I have a problem with sending ether to my contract address via metamask. I found that the function has to be with 'payable' modifier, but it doesn't help. I send transaction, spend ethers from my account, but the contract's address still has 0 value. For example the contract looks like:

contract Mycontract
{
  function Mycontract() payable{}
}
4

The problem is that the constructor Mycontract() gets called only once.

After that you need to be calling a particular function. Without specifying a particular function, the invocation defaults to the default function which is not present in your example. Every smart contract has a default function that does nothing and is not payable. Because of this, your contract simply refuses to accept the ether.

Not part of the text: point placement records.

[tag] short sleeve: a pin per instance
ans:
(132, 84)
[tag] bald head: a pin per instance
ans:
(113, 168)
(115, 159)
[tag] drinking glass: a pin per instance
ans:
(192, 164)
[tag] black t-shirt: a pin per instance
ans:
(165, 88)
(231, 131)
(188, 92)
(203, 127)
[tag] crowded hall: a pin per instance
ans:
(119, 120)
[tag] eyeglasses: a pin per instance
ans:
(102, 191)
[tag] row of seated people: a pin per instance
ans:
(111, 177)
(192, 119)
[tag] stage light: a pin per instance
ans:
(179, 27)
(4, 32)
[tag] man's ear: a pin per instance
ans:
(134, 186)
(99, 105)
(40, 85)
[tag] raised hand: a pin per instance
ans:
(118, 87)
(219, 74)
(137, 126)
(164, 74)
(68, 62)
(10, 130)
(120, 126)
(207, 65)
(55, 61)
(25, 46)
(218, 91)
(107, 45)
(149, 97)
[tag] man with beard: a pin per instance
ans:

If you want your contract to do absolutely nothing but accept ether (which would be a silly because you could never get the ether back), you can do this:

contract C {
    function C() {}
    function () payable {}
}

This will accept ether, but it will be stuck there forever. The second function is the syntax for a default function.

| improve this answer | |
3

Here's a little hint that might help.

contract Mycontract {

  // This is the constructor. It's payable so you can initialize the contract with funds during deploy.
  function Mycontract() payable {}

  // This function is available after deploy. You can send funds to this function. 
  function pay() payable {}
}
| improve this answer | |
1

function Mycontract() payable{} is the contract constructor. It is only executed when the contract is deployed. Marking it as payable means you can attach a certain amount when you create the contract.

If you want to to allow anyone to send Ether to your contract, you need to make your contract's fallback method payable.

You define it like this:

contract Mycontract {
    fallback() external payable { }
}

You can find more details about the fallback function in Solidity's official documentation.